Il combo statunitense offre la più credibile, recente commemorativa incursione nella difficile arte del sogno-pop di questi tempi; appagano la nostra smania di abitare mondi ideali in cui risvegliare, esaltare talenti innati, soffocati dalla routine quotidiana.
"The Evening Descends" agisce così favorendo pendenze oniriche, sospendendo ogni incredulità, insinuando e penetrando rovine d’Arcadia infinite e attonite, in una dimensione da favola.
Percepibili, nell’atmosfera senza gravità del disco, quei pollini "Flaming Lips" nella propria decisiva svolta, in quel definitivo “fuor di senno” che è stato “Zaireeka”. Evangelicals ne appaiono l’avida, delirante e plurale corporeità evasa da spazi convenzionali, mostrandosi altrettanto scaltri e intrepidi, (improb)abili tinteggiatori di materia fantastica.
Con noi a rimorchio, confusi e attoniti, si addentrano sicuri in queste macerie stregate dai colori vivi e accesi, rivitalizzandole sino ad appropriarsene.
Essi fomentano un delirio dei sensi in suadenti balletti orchestrali e giri armonici; incitano la fantasia più "desiderante" attraverso imprevedibili cantilene armoniche, fervide e fastose, evocative e straniate.
"The Evening Descends" incarna e schiera così una sequela di canzoni irresistibili, ricavate da un dialogo audace col flusso onirico informe e onnisciente, lo stesso che s’impossessa di noi quando ci assopiamo o vagheggiamo; che si rinnova negli occhi di ogni visionario.
Brani travolgenti e surreali, febbrili e dimenati come “Stoned Again”, “Snowflakes”, “Bellawood”, “Paperback Suicide”, ora esuberanti, ora placidi, esprimono effusioni e desideri, miraggi e risvegli, incubi passionali e terrori atavici.
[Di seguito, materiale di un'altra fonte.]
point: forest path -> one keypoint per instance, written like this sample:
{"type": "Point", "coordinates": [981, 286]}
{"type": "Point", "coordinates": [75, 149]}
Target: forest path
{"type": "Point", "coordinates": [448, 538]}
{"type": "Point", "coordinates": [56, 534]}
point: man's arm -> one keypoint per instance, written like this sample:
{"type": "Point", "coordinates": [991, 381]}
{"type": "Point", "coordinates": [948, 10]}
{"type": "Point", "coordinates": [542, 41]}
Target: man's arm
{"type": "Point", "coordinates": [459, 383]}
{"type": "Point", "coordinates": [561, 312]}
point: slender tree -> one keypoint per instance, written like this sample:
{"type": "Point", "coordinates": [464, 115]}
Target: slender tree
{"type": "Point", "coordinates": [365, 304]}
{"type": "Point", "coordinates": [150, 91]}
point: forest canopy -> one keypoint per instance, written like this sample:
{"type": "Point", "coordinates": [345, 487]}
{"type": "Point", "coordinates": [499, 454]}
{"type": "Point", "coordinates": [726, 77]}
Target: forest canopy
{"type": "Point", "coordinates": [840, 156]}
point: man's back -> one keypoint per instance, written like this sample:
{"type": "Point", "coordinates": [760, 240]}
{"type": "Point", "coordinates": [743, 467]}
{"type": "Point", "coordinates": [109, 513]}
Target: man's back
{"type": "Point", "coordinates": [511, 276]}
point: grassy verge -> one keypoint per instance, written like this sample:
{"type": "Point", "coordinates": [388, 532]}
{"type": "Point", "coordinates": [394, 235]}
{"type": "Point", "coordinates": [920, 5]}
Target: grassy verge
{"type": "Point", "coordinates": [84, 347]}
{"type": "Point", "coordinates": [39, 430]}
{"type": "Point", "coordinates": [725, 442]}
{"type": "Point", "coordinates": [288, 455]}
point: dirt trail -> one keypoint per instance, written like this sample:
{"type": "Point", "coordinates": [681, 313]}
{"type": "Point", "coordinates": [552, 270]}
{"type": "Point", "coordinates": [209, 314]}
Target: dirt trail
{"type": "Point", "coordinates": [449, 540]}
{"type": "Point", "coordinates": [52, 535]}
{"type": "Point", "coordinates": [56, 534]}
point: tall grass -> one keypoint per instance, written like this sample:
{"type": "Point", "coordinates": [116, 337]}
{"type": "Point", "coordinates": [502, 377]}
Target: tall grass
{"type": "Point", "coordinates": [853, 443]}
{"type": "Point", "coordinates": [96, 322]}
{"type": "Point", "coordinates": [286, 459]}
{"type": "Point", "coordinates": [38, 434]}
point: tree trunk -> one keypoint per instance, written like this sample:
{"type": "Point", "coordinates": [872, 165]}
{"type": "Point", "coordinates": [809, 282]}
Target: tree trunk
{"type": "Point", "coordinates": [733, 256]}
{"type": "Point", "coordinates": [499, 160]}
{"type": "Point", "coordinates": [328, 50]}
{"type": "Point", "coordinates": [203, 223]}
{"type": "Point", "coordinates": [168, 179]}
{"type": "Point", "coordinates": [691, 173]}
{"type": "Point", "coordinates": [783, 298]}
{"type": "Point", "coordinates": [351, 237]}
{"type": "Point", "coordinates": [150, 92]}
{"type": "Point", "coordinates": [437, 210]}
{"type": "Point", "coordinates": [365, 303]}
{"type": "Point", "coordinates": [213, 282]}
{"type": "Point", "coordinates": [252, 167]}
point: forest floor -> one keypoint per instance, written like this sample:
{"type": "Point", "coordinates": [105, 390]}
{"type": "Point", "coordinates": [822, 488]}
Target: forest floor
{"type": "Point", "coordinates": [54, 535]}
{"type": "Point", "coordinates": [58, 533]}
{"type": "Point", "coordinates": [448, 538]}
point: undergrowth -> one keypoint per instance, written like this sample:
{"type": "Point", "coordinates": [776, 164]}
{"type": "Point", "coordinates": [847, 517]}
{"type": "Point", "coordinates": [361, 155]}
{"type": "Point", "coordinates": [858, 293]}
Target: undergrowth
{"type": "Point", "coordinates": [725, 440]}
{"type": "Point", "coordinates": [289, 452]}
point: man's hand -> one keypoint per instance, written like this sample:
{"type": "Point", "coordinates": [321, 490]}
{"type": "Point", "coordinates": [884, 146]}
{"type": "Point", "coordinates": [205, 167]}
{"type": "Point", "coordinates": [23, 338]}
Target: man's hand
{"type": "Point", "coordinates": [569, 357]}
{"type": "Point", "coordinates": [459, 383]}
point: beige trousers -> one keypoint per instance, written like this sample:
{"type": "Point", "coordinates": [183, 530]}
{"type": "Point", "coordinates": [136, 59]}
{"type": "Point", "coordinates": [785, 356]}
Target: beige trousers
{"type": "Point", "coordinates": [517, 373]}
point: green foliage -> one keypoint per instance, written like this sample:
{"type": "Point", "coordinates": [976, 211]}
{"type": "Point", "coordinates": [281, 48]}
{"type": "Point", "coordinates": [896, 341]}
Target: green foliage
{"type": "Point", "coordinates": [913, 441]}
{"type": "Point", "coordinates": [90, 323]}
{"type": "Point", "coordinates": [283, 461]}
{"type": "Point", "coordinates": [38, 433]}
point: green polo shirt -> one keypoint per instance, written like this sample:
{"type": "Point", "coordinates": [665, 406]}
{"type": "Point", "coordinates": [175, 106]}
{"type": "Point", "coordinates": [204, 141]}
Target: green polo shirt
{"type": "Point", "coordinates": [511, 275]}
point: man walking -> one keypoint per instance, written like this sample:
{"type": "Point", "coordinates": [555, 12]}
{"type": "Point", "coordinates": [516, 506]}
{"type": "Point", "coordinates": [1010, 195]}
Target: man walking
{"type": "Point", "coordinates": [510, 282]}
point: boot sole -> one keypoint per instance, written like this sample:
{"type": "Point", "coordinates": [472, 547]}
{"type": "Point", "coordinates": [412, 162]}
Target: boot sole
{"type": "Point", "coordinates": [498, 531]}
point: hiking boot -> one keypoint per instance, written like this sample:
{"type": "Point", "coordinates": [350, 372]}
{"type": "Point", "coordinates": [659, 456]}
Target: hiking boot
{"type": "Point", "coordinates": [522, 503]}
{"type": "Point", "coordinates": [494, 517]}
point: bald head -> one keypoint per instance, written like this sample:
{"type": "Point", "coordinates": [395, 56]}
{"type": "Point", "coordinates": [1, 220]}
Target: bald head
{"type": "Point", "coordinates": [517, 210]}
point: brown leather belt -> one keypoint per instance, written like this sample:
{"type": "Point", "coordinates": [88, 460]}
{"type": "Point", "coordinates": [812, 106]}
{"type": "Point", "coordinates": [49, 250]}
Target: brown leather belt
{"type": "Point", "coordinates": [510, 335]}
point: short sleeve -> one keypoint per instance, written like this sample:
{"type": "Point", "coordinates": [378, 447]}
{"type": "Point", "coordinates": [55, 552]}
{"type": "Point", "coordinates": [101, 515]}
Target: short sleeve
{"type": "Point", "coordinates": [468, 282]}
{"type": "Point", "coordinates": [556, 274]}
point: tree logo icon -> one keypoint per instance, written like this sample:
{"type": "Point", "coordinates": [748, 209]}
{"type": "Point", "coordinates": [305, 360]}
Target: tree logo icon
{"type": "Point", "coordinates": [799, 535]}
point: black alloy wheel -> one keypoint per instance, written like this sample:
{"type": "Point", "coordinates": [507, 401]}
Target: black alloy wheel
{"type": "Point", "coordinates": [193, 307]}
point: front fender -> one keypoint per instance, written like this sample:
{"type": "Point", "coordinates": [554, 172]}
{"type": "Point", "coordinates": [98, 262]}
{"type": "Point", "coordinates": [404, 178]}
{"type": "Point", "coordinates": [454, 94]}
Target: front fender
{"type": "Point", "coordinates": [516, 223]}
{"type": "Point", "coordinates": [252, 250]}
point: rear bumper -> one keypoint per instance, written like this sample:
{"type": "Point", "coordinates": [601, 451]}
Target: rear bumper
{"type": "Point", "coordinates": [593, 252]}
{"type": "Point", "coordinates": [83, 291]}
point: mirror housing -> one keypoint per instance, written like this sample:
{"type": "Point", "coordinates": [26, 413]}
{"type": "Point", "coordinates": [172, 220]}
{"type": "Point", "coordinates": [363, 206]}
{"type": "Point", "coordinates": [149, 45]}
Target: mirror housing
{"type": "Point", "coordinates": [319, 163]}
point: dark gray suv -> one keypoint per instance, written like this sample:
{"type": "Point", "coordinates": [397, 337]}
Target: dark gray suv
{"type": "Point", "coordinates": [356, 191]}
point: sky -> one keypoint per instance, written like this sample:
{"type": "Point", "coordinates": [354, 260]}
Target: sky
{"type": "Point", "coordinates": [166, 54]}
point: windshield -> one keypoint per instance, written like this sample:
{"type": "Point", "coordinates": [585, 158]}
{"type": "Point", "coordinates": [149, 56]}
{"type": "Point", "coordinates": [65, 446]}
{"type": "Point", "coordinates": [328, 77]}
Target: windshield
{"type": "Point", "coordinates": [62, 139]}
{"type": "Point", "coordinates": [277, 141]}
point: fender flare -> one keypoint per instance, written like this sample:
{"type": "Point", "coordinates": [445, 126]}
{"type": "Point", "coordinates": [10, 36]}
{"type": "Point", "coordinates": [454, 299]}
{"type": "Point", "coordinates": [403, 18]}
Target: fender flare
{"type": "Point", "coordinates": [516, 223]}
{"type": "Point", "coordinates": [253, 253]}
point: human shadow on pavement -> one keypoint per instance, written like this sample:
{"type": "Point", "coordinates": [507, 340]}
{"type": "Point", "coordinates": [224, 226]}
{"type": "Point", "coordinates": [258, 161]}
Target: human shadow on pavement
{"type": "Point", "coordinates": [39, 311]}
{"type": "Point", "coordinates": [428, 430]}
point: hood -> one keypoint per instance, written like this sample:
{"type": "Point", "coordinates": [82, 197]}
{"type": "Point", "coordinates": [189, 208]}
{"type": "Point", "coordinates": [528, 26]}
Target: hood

Nei loro voltaggi-volteggi cinematici di chitarre e tastiere, voci sbigottite in delirio come esorcismi e percussioni a ruota, si diramano e si avviluppano in un’incessante propaggine di materia fantastica.
Si susseguono atmosfere levigate e melodie screziate, esaltate in timbri smeriglio; linee strumentali simili a vortici rutilanti lambiscono ultramondi in colori inusitati, percepiscono visioni sconfinate, castelli nell’aria, scie di cometa.